Tragfähiger wäre der Alternativvorschlag aus dem Kreis der Belegschafts-vertreter*innen, einen Tausch der Flügelausrüstung des A330 und A350 mit dem Bau und der Ausrüstung des Flügels des A320 zwischen Bremen und Broughton vorzunehmen. Die Kompetenzen zum Bau des A320-Flügels sind in Bremen vorhanden. Gespart würden damit die Transportkosten der A330- und A350-Flügel von Broughton nach Bremen sowie des A320-Flügels von Broughton nach Hamburg. Die verbleibenden Transportkosten von Bremen nach Hamburg per LKW wären wesentlich günstiger und ökologischer.

Die Verteilung auf die Standorte ist auf die politische Übereinkunft der beteiligten europäischen Staaten mit dem Konzern zurückführen, nach dem jeder Standort mit einem für den Flugzeugbau systemrelevanten Arbeitspaket zur Absicherung der Kernkompetenz an der Fertigungskette ausgestattet werden soll. Das Airbus-Werk in Bremen ist das einzige Werk in Deutschland, das die umfassende Prozesskette Flügelausrüstung-High-Lift anbietet.

Die Airbus Group ist ein Konzern, in dem der französische und der deutsche Staat zu gleichen Teilen die bestimmenden Anteilsinhaber sind. Wir erwarten von der Bundesregierung, keinen Abbau von deutschen Standorten zuzulassen und auf die Absicherung des Standortes Bremen mit einem für den Flug-zeugbau systemrelevanten Arbeitspaket in der Fertigungskette zu bestehen.
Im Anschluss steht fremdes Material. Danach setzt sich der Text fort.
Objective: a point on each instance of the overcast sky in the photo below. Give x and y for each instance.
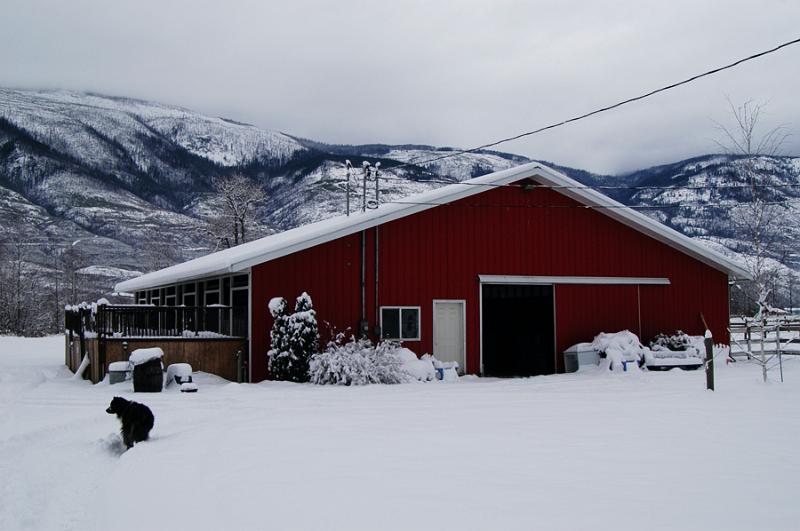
(442, 73)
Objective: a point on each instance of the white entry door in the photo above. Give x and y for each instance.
(448, 332)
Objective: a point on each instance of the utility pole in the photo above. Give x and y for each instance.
(709, 363)
(349, 166)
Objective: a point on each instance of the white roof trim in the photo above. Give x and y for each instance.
(514, 279)
(243, 257)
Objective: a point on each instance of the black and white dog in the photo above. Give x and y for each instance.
(137, 420)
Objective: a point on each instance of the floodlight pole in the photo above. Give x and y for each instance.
(709, 364)
(349, 166)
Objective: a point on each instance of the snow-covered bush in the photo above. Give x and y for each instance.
(357, 362)
(294, 339)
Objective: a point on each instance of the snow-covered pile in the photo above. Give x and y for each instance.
(143, 355)
(680, 341)
(620, 348)
(419, 369)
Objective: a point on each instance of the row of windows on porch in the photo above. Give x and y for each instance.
(228, 294)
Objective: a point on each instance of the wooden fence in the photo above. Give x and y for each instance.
(105, 334)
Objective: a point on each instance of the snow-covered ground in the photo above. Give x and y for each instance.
(590, 450)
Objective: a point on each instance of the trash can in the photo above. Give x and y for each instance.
(118, 371)
(580, 355)
(148, 377)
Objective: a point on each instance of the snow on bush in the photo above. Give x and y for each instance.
(619, 347)
(294, 339)
(358, 362)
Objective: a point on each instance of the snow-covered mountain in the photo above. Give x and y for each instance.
(126, 182)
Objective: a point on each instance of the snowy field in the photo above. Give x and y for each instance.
(589, 450)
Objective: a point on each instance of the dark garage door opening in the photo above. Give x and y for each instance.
(518, 330)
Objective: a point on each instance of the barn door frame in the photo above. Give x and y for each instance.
(463, 303)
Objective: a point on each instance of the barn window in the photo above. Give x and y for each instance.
(400, 322)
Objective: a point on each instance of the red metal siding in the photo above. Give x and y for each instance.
(439, 253)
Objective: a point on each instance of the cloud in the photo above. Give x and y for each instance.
(445, 73)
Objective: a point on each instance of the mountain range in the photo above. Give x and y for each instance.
(127, 184)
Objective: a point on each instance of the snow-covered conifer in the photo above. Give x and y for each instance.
(280, 356)
(303, 339)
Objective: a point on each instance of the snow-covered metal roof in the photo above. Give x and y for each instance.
(241, 258)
In allen großen Industrienationen ist der Flugzeugbau von besonderer politischer Bedeutung. Die Aufteilung der Produktion zwischen den Standorten ist politisch verabredet. Wenn diese Verabredung vom Konzern in Frage gestellt wird, ist politisches Handeln notwendig.

Die Bürgerschaft Landtag erwartet daher vom Senat, auch als Anteilseigner, ein entschiedenes Engagement für das Bremer Airbus-Werk und für die Absicherung der systemrelevanten Arbeitspakete und Kompetenzen für das ökoeffiziente Fliegen der Zukunft.

Die Bürgerschaft (Landtag) möge beschließen:
1. Die Bürgerschaft (Landtag) steht entschlossen zum Bremer Airbus-Standort und unterstützt alle Anstrengungen, die Forschung und Entwicklung, die Pro-duktion wesentlicher Komponenten und die qualifizierte Beschäftigung vor Ort zu sichern.
2. Die Bürgerschaft (Landtag) fordert den Senat auf, sich auf Bundes- und europäischer Ebene weiterhin für den Verbleib der Flügelausrüstung am Airbus- Standort Bremen einzusetzen. Die „Prozesskette Wing-High-Lift“ ist eine Kernkompetenz der Flugzeugfertigung in der deutschen Luftfahrtindustrie.
3. Die Bürgerschaft (Landtag) fordert die Bundesregierung auf, ihren Einfluss zu nutzen, um für alle deutschen Standorte ein für den Flugzeugbau systemrelevantes Arbeitspaket abzusichern.
4. Die Bürgerschaft (Landtag) stellt fest: Oberste Priorität aller Bemühungen ist es, den Bremer Standort in der Fertigungskette des Flugzeugbaus zu halten und ihn an der Entwicklung des „Flugzeugs von morgen“ zu beteiligen.
5. Die Bürgerschaft (Landtag) sieht das Repair-Geschäft als zukunftsfähiges und der Nachhaltigkeit dienliches weiteres Arbeitsfeld an, es stellt jedoch keinen Ersatz für die Kernkompetenz in der Prozesskette in der Flugzeugproduktion dar.
6. Die Bürgerschaft (Landtag) sieht im Bremer Standort großes Potenzial für die weitere Entwicklung nachhaltiger Zukunftstechnologien in den Feldern „grünes Fliegen“ und Wasserstoff- und Materialforschung. Mit der Verbindung aus Engineering- und Fertigungskompetenz, dem Vorantreiben divisionsübergreifender Synergieeffekte in Zusammenarbeit mit der lokalen Forschungslandschaft und der bestehenden Kompetenzbündelung aus Wirtschaft und Wissenschaft (z.B. im Rahmen des ECOMAT) liegen ideale Voraussetzungen vor, zukunftsweisende Forschung und Entwicklung in Bremen voranzubrin-gen.
7. Die Bürgerschaft (Landtag) fordert den Senat auf, der staatlichen Deputation für Wirtschaft und Arbeit fortlaufend und regelmäßig zu berichten.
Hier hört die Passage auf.